Madison — Internal emails suggest the Tomah Veterans Affairs hospital — once described as “Candy Land” for its deadly opioid prescription policies — might have prevented the December 17, 2017 incident that spiked pharmacy temperatures as high as 97 degrees, damaging prescriptions and leaving staff scrambling to find replacement drugs.

The troubled Tomah VA Medical Center had experienced previous problems with a malfunctioning climate-control system at its outpatient pharmacy before the major meltdown in late 2017, according to a Freedom of Information Act request obtained by Empower Wisconsin.

“We had a similar problem this summer,” wrote an unidentified Tomah VA staff member in an email, dated Dec. 18, 2017.

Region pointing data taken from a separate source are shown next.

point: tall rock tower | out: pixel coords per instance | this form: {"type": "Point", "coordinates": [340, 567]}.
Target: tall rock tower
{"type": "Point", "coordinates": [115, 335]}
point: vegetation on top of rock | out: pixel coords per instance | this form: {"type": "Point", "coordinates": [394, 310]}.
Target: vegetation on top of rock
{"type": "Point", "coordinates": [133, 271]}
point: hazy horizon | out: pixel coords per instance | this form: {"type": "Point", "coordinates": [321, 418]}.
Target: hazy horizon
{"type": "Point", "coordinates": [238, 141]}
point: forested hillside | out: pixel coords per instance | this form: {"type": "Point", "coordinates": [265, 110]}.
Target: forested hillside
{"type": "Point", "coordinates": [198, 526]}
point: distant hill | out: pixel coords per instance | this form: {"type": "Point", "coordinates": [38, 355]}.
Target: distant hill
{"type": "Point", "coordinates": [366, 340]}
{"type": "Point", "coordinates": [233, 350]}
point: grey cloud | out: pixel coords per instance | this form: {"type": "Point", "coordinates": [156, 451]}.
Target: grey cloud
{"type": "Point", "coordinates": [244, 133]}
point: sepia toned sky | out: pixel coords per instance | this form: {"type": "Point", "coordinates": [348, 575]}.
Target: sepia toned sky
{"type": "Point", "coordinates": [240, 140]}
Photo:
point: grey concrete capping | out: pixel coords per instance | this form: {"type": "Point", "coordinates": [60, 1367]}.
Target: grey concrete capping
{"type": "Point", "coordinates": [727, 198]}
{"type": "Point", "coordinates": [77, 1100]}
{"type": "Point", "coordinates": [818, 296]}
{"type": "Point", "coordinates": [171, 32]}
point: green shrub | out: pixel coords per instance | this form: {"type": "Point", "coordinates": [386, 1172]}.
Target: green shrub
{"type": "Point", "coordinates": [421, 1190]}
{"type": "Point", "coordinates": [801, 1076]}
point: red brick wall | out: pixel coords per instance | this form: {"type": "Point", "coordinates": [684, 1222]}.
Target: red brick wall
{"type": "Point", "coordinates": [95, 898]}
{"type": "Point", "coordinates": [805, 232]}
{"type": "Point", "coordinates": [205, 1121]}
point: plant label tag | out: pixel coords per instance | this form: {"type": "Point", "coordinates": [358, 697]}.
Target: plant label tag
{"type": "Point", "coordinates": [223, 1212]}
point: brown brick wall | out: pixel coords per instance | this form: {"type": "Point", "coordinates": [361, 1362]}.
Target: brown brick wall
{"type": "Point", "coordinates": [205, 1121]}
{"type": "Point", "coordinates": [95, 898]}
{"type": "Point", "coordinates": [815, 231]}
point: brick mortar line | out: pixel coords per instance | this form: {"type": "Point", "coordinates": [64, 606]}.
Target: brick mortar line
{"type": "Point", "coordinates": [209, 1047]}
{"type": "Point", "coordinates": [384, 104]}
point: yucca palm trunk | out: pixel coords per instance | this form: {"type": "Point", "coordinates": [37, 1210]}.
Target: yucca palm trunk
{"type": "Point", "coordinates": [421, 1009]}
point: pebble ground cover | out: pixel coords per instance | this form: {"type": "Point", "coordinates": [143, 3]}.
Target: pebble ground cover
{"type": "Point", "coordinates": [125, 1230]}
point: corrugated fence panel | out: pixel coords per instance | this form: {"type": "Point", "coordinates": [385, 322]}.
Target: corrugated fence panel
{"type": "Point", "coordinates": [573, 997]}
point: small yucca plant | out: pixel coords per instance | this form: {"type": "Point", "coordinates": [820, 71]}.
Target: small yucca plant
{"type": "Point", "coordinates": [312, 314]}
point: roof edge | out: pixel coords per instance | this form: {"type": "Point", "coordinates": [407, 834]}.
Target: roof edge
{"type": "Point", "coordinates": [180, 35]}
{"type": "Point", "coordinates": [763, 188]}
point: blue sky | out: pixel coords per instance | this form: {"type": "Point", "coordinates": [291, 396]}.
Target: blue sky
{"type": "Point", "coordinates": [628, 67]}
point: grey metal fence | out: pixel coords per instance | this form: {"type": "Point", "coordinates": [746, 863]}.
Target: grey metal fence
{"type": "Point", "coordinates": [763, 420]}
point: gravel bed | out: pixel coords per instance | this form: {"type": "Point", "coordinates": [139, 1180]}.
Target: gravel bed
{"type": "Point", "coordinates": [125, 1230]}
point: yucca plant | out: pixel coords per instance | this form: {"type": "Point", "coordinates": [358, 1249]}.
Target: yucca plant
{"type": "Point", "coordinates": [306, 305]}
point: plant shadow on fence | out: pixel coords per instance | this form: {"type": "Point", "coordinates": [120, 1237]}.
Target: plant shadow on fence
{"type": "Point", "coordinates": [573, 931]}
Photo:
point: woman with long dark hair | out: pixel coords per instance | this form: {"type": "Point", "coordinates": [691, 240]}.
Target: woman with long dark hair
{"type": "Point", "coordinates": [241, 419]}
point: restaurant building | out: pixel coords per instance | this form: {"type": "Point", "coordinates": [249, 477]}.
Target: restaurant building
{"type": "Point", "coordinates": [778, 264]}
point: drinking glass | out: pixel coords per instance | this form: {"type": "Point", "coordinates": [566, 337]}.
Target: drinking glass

Two days later, after the fog began to lift on the system meltdown, a Tomah official described the temperature spike in the outpatient pharmacy as a “little incident.” That characterization was misleading at best.

The emails obtained in the FOIA underscore the concern from pharmacy staff members, and the apparent lack of policy in dealing with the possibility of a temperature surge — despite the fact that the pharmacy had experienced a “similar problem” months before.

“Just wondering if anyone knows of a site or information available for medications that may have been overheated due to a faulty thermostat in our pharmacy over the week-end,” an unidentified Tomah VA employee wrote. “Our alarm system went off, but no one responded to it so the pharmacy got up to 97 degrees. Does anyone have a policy that we need to follow in this type of situation? From what we are seeing looking at drug inserts we could be disposing a lot of medication and I would hate to waste any more than necessary.”

The pharmacy did end up tossing a lot of medicine, erring on the “side of caution,” according to a follow-up email.

“(T)he medication stock,” about $60,000 worth, “was completely reordered,” a pharmacy official wrote. Any “emergent” medication needs were met by using “inpatient pharmacy stock.” It took a couple of days, however, to fill the outpatient’s medicine cabinets.

VA officials were less than forthcoming when first asked about the malfunction. They heavily redacted FOIA-requested documents or refused to release information to MacIver News Service, which originally investigated the malfunction.

In February, after months of VA foot-dragging, Cause of Action, a Washington, D.C.-based government watchdog, filed a lawsuit in federal court alleging the agency had failed to properly respond to the Freedom of Information Act request the organization had filed more than a year before.

Legal problems are nothing new for the Tomah VA Medical Center, which was the subject of multiple federal investigations after a Marine veteran died of a prescription drug overdose in 2014 while in the hospital’s Short Stay Mental Health Recovery Unit.

A 359-page report from the Senate Homeland Security and Governmental Affairs Committee, chaired by U.S. Sen. Ron Johnson (R-Oshkosh), was particularly critical of the VA inspector general for failing to serve as watchdog, or even to listen to other watchdogs, as veterans languished in a failed health care system.

“Perhaps the greatest failure to identify and prevent the tragedies at the Tomah VAMC was the VA Office of Inspector General’s two-year health care inspection of the facility,” the report stated.